Definitely do those things that are associated with women.  Not because it's expected, but in order to connect with that energy.  Being so "anti-girl" I think that is part of where my misogynism stems from.  I don't really connect with that part of myself and I can even recall saying on many occasions - I'm not a girl I just look like one.  I need to stop self-depreciating being a girl and own those things knowing that in owning them I am not less of myself by any means.

*laugh my ass off about calling your Va-jj "Rebecca"*

A bit of reflection.  I was thinking about what I physically look like...and what I looked like about five or six years ago.  Now I have a bob with bangs, a handful of piercings and a number of tattoos.  Then I had no ink, short hair, lots of piercings (and was skinny of course).  I definitely feel like someone's mom right now, but I'm not altogether pleased with how I look.  I feel like I've "let myself go" and lost touch with what I want to look like, how I wish to express myself physically...I feel like I need to do something about this...

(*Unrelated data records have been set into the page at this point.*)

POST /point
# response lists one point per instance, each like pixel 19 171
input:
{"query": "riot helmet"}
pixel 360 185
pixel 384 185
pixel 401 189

I'm finishing up the chapter, have all the last articles linked open, I think it's funny that owning femininity came up since it's definitely something I need/want to work on.

In the first article the statement about "if it's not making money, it's not a business" hits me hard.  I've had my other half say it to me and it definitely stings and hurts something awful.  On the other hand, to be realistic it's true.  At this point I have two expensive hobbies, neither of which I've been even paying attention to as of late...(which makes me feel awful by the way)...

Reading through another article I realize that one of the reasons why I'm finally getting my head out of my ass about my relationship with my other half (as well as me plowing through some other things I have needed to work on) is that I've been doing this course.  While the birth of my son and some of the feelings/realizations this work has cause has derailed me a bit from the progress I was making the time away reminds me and makes me realize just how important this course has been for me.  I really do owe Lissa something that "thank you" just doesn't cover.  She has, effectively, saved me from myself, helped me open my eyes, and allowed me to come into my own and who and what I want to be and really finally after all these years of struggling GET "there".  She has saved my life, in a real way that despite the fact that I still had to do all the work myself, she ultimately made it possible.

Moving on to the article about feminists I have to laugh, namely because while I respect everyone's right to be who and what they want I have always shied away from the idea of feminism because I felt it went "too much" over to the other side and in reality this notion of the "extremist" feminist is just what this article is not talking about being! :p
Embracing my dreams one day at a time!